Its been a while since I doled out a Perfect Score and it has happened only once before in a fixed blade, but this one is an easy Perfect.  The reality is, this knife is a marvel, a stunning blade that held an edge through a 16 hour torture test and came out the other side with an edge that was easily restored to shaving sharp.   Every design choice was the right one, even if it wasn't one I would have made at the start, meaning that Guy Seiferd really knows what he is doing.  If you make a choice radically different from one a consumer would make and you turn out to be right, well that is Steve Jobs-level product design.

But all of this superbery (yep, just coined the term) misses the real trick here--this knife is CHEAP.  The rough equivalent of this knife, an ESEE 5, runs just a few dollars less ($30 to be exact as of the date this review was written).  And even for the cheapest bastard out there there is an easy $30 difference.  If you are a Mora-only guy, you probably won't find $30 in value, but nothing, to a Mora guy, is worth $30, not even, ironically enough, a Mora.  For the rest of us though, this is knife that would still be a good buy at $100 more.  Great knife, great design, and great price.  This and the Dragonfly II in ZDP-189 are probably the only two items that scored a Perfect that are also high value items.  Really, truly a remarkable feat.

The Competition

The Shootout will be coming soon--this, the Fiddleback Forge, and the Bark River Bravo 1 LT in 3V are in the fight.  I will be very excited to see who wins, but when you factor in price, as my Shootouts always do, I can't see how the GSO 4.7 will lose.  But that is just a guess.


  1. What is the blade stock thickness on this guy?

  2. "This and the Dragonfly II in ZDP-189 are probably the only two items that scored a Perfect that are also high value items. Really, truly a remarkable feat."
    Did you mean the only two *knives* to score Perfect and also being high value? The Aeon Mk. III scored perfect.

    1. That's probably a bit too expensive to be a value item. This is right on the edge and it is $180.

    2. My question would be: how exactly "value item" is defined? I'm assuming it's something along the lines of: exceptional performance at a better price than that performance would otherwise warrant, often in comparison to similar products in a similar price range.
      Other reviews of Perfect score that might be a good value by that definition:
      Spyderco Roadie/Manix: These are good values in terms of performance vs price, but may not be in a wider sense as there are other very good options in a similar price point.
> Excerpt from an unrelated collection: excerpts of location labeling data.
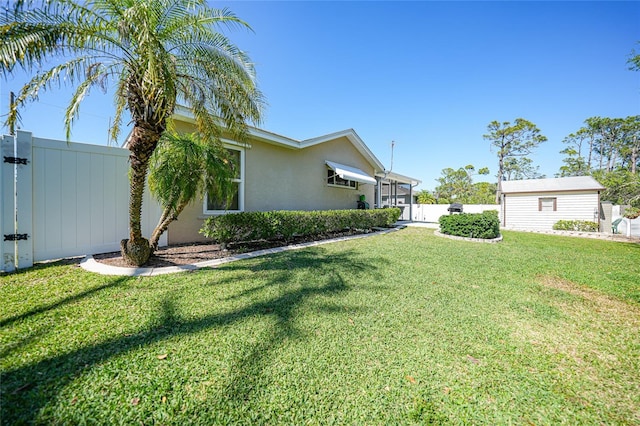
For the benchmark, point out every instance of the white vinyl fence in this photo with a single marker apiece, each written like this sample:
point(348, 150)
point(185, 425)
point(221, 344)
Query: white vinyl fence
point(432, 212)
point(63, 199)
      Olight S1 Baton: Not a Perfect, but pretty close, and a great value for a 20/20 product. The S1R is probably a better value as well as being a better light.

      Tom Bihn Synapse 25: This is not an inexpensive backpack, but combine the quality, design, and warranty it is, IMO, a great value, even at near-$200. I bought one, and I consider it an investment that will pay itself back. I have yet to think that I didn't get a great deal spending that much more than a cheap disposable Walmart backpack.

      I'd also say the Tactile Turn Mover/Shaker/Slider/Glider pens are good examples of being a good value relative to other high-end pens, but if you can get a Pilot G2 (for example) for super cheap and get the exact same writing performance, the TT pens aren't a good value by comparison. Conversely, the Dragonfly is clearly a better cutting tool than a $5 Walmart special.

    3. Sorry I misunderstood your comment. This is just semantics but I read high value as an expensive item as opposed to "good value" for the money. To me, the dragonfly, GSO 4.7 and Aeon mk III are all expensive items, objectively speaking.

  3. O.175

  4. It sounds like you did get some micro chipping but the edge was restored with stropping. Sounds like that puts the RC at 60 to 61. I'd be interested in your subjective opinion about how it re-sharpens.